Algernon Blackwood.


THE AFFLICTIONS OF AN ENGLISH CAT

When the report of your first meeting arrived in London, O! French Animals, it caused the hearts of the friends of Animal Reform to beat faster. In my own humble experience, I have so many proofs of the superiority of Beasts over Man that in my character of an English Cat I see the occasion, long awaited, of publishing the story of my life, in order to show how my poor soul has been tortured by the hypocritical laws of England. On two occasions, already, some Mice, whom I have made a vow to respect since the bill passed by your august parliament, have taken me to Colburn's, where, observing old ladies, spinsters of uncertain years, and even young married women, correcting proofs, I have asked myself why, having claws, I should not make use of them in a similar manner. One never knows what women think, especially the women who write, while a Cat, victim of English perfidy, is interested to say more than she thinks, and her profuseness may serve to compensate for what these ladies do not say. I am ambitious to be the Mrs. Inchbald of Cats and I beg you to have consideration for my noble efforts, O! French Cats, among whom has risen the noblest house of our race, that of Puss in Boots, eternal type of Advertiser, whom so many men have imitated but to whom no one has yet erected a monument.

I was born at the home of a parson in Catshire, near the little town of Miaulbury. My mother's fecundity condemned nearly all her infants to a cruel fate, because, as you know, the cause of the maternal intemperance of English cats, who threaten to populate the whole world, has not yet been decided. Toms and females each insist it is due to their own amiability and respective virtues. But impertinent observers have remarked that Cats in England are required to be so boringly proper that this is their only distraction. Others pretend that herein may lie concealed great questions of commerce and politics, having to do with the English rule of India, but these matters are not for my paws to write of and I leave them to the Edinburgh-Review. I was not drowned with the others on account of the whiteness of my robe. Also I was named Beauty. Alas! the parson, who had a wife and eleven daughters, was too poor to keep me. An elderly female noticed that I had an affection for the parson's Bible; I slept on it all the time, not because I was religious, but because it was the only clean spot I could find in the house. She believed, perhaps, that I belonged to the sect of sacred animals which had already furnished the she-ass of Balaam, and took me away with her. I was only two months old at this time. This old woman, who gave evenings for which she sent out cards inscribed Tea and Bible, tried to communicate to me the fatal science of the daughters of Eve. Her method, which consisted in delivering long lectures on personal dignity and on the obligations due the world, was a very successful one. In order to avoid these lectures one submitted to martyrdom.
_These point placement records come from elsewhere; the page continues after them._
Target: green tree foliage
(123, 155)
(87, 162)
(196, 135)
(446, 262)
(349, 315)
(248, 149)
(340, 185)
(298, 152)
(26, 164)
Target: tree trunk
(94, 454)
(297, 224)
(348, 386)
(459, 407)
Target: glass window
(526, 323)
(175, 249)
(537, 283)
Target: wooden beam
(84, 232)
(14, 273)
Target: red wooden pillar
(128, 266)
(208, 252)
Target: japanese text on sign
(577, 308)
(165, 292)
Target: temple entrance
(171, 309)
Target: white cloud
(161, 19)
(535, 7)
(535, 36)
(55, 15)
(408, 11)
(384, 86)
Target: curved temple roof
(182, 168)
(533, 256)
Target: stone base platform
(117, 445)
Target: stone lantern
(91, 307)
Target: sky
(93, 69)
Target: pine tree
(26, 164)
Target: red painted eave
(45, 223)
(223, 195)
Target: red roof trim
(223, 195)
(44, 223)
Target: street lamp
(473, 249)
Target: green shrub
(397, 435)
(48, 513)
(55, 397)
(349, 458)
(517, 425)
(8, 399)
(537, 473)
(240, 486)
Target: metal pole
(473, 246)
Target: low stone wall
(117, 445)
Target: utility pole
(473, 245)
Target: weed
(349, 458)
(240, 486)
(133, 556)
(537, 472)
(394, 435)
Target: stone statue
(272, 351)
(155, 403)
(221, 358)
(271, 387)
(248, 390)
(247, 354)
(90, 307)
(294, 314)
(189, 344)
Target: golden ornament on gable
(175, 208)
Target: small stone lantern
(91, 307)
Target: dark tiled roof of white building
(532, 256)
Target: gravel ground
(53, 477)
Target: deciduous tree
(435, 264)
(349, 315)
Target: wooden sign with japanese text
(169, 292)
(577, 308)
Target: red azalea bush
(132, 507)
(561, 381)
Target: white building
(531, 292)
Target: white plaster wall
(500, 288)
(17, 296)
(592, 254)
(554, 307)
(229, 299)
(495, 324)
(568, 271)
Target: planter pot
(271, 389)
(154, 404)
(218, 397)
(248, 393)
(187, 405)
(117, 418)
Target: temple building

One morning I, a poor little daughter of Nature, attracted by a bowl of cream, covered by a muffin, knocked the muffin off with my paw, and lapped the cream. Then in joy, and perhaps also on account of the weakness of my young organs, I delivered myself on the waxed floor to the imperious need which young Cats feel. Perceiving the proofs of what she called my intemperance and my faults of education, the old woman seized me and whipped me vigorously with a birchrod, protesting that she would make me a lady or she would abandon me.

"Permit me to give you a lesson in gentility," she said. "Understand, Miss Beauty, that English Cats veil natural acts, which are opposed to the laws of English respectability, in the most profound mystery, and banish all that is improper, applying to the creature, as you have heard the Reverend Doctor Simpson say, the laws made by God for the creation. Have you ever seen the Earth behave itself indecently? Learn to suffer a thousand deaths rather than reveal your desires; in this suppression consists the virtue of the saints. The greatest privilege of Cats is to depart with the grace that characterizes your actions, and let no one know where you are going to make your little toilets. Thus you expose yourself only when you are beautiful. Deceived by appearances, everybody will take you for an angel. In the future when such a desire seizes you, look out of the window, give the impression that you desire to go for a walk, then run to a copse or to the gutter."

As a simple Cat of good sense, I found much hypocrisy in this doctrine, but I was so young!

"And when I am in the gutter?" thought I, looking at the old woman.